Though the process is long, your hair probably can’t be
Bleaching your hair tends to dry it out and also straighten out curls. I have to get trims once a month to make sure my hair looks fresh. And I’ve also found my hair looks healthiest when it’s cut above my shoulders, which is fine because I’ve always been a fan of short hair anyway. I’m 4’11”, and when I cut my hair my coworkers said I looked like a little baby punk. I kind of love that.
You might not get your favorite shade on the first go
It can take a while to finally settle on a color you’re really happy with, so trust is the name of the game. There’s a learning curve to get used to the bleach job and care, and adjusting to that has also taught me to be more easygoing with my look. Now I trust my colorist to choose a shade that she thinks suits me: I’ve been every variation of pink, from coral, to purpley-magenta, to my current bubblegum. Since it’s the bleach that causes hair damage, not the color glosses, letting my colorist try different shades is low-risk and exciting. Every touch up is a little different!

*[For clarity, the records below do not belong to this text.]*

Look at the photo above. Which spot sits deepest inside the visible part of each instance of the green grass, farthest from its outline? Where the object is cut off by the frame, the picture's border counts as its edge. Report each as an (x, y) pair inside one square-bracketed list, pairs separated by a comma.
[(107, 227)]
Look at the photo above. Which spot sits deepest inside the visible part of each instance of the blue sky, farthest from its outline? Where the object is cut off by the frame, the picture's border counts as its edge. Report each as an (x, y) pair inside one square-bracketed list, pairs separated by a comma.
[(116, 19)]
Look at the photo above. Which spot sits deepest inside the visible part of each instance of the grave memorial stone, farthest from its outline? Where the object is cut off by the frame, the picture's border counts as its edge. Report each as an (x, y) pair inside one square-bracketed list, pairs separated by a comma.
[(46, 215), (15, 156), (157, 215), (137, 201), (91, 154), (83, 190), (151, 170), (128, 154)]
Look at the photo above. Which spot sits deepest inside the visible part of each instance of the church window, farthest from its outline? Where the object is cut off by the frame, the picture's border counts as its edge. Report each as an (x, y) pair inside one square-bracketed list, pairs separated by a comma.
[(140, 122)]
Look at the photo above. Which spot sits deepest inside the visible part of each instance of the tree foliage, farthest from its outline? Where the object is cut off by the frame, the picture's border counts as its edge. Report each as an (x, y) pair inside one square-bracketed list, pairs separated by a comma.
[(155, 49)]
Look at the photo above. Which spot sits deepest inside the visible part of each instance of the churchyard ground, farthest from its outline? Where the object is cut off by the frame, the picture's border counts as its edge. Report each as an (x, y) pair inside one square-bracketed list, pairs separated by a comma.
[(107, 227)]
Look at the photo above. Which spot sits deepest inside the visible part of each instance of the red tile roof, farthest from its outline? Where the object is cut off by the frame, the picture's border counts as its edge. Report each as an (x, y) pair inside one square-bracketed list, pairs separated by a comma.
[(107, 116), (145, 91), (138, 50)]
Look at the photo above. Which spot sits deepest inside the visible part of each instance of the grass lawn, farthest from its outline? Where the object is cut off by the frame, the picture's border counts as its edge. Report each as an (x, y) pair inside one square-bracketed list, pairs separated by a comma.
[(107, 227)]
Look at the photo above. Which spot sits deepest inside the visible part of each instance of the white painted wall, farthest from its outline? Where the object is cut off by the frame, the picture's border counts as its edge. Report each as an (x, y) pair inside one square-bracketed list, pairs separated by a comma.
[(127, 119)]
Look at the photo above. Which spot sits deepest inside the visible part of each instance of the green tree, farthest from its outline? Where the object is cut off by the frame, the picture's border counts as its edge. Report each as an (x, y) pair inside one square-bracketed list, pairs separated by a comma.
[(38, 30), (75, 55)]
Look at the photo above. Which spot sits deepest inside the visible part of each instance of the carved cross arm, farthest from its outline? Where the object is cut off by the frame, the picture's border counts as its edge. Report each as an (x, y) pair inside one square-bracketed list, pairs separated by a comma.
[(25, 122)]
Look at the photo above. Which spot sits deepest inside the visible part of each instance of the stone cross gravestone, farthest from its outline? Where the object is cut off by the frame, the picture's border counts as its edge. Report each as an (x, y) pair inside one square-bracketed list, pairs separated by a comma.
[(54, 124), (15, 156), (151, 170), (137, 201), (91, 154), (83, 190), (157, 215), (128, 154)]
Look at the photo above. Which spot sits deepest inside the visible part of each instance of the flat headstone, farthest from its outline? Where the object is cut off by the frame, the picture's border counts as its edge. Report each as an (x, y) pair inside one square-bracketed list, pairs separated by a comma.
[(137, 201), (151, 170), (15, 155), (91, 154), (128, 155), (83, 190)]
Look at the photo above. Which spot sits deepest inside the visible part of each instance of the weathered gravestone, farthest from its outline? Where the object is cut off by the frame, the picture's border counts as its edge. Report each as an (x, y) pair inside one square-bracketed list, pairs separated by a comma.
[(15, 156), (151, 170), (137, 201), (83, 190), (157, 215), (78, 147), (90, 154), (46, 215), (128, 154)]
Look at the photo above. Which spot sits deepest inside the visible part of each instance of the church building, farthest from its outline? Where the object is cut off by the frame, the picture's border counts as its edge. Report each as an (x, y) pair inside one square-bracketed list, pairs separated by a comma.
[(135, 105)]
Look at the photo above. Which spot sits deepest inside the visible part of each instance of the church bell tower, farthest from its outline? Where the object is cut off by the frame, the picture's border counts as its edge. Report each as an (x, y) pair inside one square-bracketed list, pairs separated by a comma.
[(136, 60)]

And since bright colors are uncommon, home care is limited
Overtone, a line of color-tinted shampoo, conditioners, and masks, is my preferred method of keeping my color fresh between touch ups. But it’s always sold out in the shade I want. I usually use Vibrant Pink, but once I bought the Extreme version instead because it was the only one in stock. I tried it for the first time the night before an important meeting, and it turned out looking wild—way too bright in a way I hated. I panicked and slicked my hair back with a large headband, which made me look like a floating head on Zoom. The lesson here is: letting your color fade while you wait to buy your preferred shade is better than getting impatient and buying whatever’s in stock or taking a chance with another brand. (Or maybe it’s buying extras when you can.)
The whole thing’s expensive
Each touch up ranges from $250 to $300 every four to six weeks, and added up, all the products in my daily routine net out to $333. Rebuilding and hydrating hair products are important to keep my hair looking and feeling healthy, so I can’t really skimp. I wash it about once a week (any more frequently and my hair starts to frizz) using Olaplex shampoo and conditioner. Pureology’s Color Fanatic Leave-In Spray makes my hair look so much healthier that people notice when I use it, and I switch between Verb and Olaplex hair oils on my ends. Gel is a necessity on fried hair, and I like using Ouai’s Finishing Crème to slick the top and their Matte Pomade to keep my ends in place. And hair masks are a must—my staples are this one from Overtone and Olaplex No. 3, and I rotate in Santa Maria Novella’s Honey Hair Mask and Aesop’s rose one. It makes sense to stock up when you see a sale. I also try to save money on tools like combs (this one from Giorgio is just $10) and boar bristle brushes to stimulate my scalp (the Mason Pearson child sized brush is cheaper than the adult version and works the same).
And even with all that, you’ll have bad hair days
But it’s worth it to me. On its worst mornings, I still love the way my hair acts as an accent to my outfit or makeup look.
Plus, people will always have something to say about it
Whether positive, negative, or neutral. Last time I saw my doctor he said, “Oh no, there's a new condition doctors just discovered, and I think you might have it! The first symptom is that your hair turns pink!” Boys, thinking they’re being creative, ask “Is that your natural hair color?” I’m a graphic designer by day, and though piercings, tattoos, and dye jobs come with creative industry territory, I do feel people staring. Sometimes I wonder if the judgments they might make are worth it, but then I course-correct. Everyone's going to have an opinion, but when it comes to my hair, mine is the only one that matters.